Berinteraksi dengan Artificial Intelligence dapat memberikan pengalaman baru dan unik, namun tidak dapat sepenuhnya menggantikan interaksi sosial dengan manusia. Manusia memiliki berbagai aspek yang tidak dapat tergantikan oleh kemajuan teknologi Artificial Intelligence.
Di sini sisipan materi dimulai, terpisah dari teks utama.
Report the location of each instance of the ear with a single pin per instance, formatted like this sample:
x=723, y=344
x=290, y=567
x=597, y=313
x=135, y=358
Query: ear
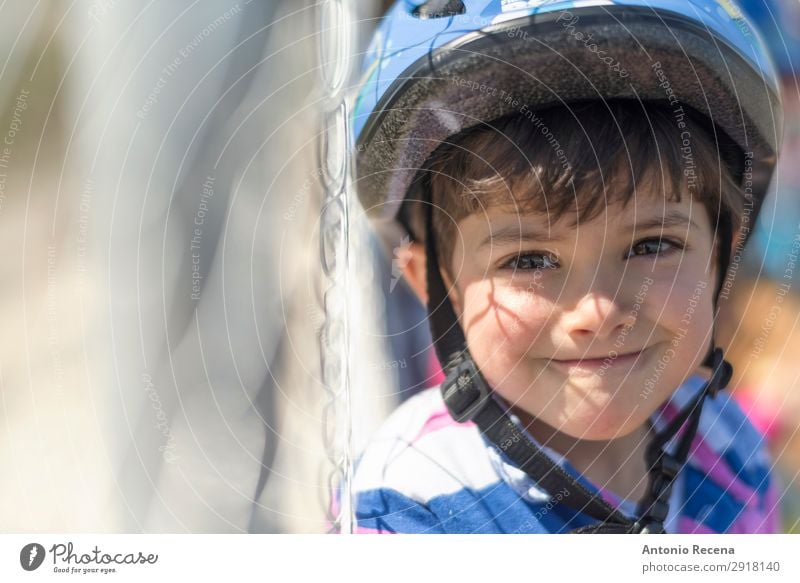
x=412, y=260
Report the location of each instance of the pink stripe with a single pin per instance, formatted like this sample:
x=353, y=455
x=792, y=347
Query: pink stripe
x=439, y=420
x=688, y=526
x=365, y=530
x=716, y=468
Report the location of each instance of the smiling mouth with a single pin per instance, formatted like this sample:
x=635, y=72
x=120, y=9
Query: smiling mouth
x=602, y=362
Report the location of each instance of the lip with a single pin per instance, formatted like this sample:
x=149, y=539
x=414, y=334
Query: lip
x=596, y=364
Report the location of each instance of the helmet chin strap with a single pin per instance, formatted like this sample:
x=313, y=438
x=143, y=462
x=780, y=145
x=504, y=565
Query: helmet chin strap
x=469, y=398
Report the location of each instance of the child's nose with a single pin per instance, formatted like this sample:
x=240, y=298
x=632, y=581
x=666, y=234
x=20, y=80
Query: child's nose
x=598, y=316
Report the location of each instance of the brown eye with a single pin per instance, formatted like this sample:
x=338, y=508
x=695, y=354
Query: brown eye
x=652, y=247
x=533, y=261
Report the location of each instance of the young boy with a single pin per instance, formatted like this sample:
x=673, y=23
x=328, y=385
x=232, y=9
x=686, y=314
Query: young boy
x=571, y=239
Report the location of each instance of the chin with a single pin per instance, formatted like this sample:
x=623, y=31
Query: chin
x=602, y=426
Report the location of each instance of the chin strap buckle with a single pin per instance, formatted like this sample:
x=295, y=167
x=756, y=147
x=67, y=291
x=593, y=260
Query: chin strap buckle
x=465, y=392
x=722, y=371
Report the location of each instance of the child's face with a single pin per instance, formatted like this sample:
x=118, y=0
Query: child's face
x=589, y=328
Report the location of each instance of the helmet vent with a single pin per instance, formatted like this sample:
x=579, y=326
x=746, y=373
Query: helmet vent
x=439, y=9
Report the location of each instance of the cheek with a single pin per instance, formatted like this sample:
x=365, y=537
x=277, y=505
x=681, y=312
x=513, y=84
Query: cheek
x=683, y=302
x=512, y=317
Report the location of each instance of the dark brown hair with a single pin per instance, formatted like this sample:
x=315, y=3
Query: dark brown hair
x=574, y=161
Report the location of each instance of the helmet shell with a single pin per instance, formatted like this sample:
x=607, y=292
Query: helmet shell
x=426, y=79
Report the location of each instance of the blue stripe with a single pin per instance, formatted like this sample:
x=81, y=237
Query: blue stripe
x=707, y=503
x=496, y=509
x=388, y=510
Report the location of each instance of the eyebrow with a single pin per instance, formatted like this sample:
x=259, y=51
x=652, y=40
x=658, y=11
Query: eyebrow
x=671, y=219
x=514, y=233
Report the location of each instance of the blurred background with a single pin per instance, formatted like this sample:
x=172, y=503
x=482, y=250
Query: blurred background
x=161, y=295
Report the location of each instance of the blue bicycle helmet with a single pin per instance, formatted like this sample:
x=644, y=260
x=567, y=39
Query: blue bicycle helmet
x=428, y=75
x=428, y=60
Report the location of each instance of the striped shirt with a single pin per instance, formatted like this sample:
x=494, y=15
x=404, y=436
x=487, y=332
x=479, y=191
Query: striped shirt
x=425, y=473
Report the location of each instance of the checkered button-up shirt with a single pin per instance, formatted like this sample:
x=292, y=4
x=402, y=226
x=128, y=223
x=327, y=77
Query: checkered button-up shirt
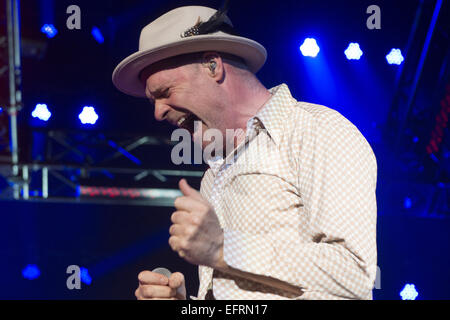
x=297, y=203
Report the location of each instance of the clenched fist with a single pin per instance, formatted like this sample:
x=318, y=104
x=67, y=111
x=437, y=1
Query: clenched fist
x=156, y=286
x=196, y=233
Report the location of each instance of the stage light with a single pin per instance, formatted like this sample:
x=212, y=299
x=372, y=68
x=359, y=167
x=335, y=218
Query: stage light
x=394, y=57
x=97, y=34
x=407, y=203
x=41, y=112
x=409, y=292
x=31, y=272
x=88, y=115
x=84, y=275
x=353, y=51
x=309, y=48
x=49, y=30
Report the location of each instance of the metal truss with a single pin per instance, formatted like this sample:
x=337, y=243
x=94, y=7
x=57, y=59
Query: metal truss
x=62, y=165
x=66, y=162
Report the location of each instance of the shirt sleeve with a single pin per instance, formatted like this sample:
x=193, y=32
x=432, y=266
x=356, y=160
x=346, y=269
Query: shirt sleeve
x=337, y=176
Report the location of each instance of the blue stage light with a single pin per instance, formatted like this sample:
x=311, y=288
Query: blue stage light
x=31, y=272
x=97, y=34
x=84, y=275
x=394, y=57
x=88, y=115
x=407, y=203
x=353, y=51
x=41, y=112
x=409, y=292
x=49, y=30
x=309, y=48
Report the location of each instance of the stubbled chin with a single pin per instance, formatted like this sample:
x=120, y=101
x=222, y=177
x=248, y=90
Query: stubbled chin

Artificial Intelligence tidak memiliki kasih sayang, jiwa dan raga, empati, ikatan emosional, dan rasa kemanusiaan yang berada di dalam diri seseorang secara alamiah. Artificial Intelligence harus digunakan secara bijaksana dan tidak berlebihan agar bisa memaksimalkan manfaatnya dan meminimalkan dampak buruk bagi para penggunanya. Walaupun Artifical Intelligence dapat membantu kehidupan manusia namun jangan sampai menjadi terlalu ketergantungan kepada Artificial Intelligence, tetap waspada terhadap kemungkinan Artificial Intelligence disalahgunakan, berpikir kritis ketika berinteraksi dengan Aritifical Intelligence, dan tetap berinteraksi sosial dengan orang lain.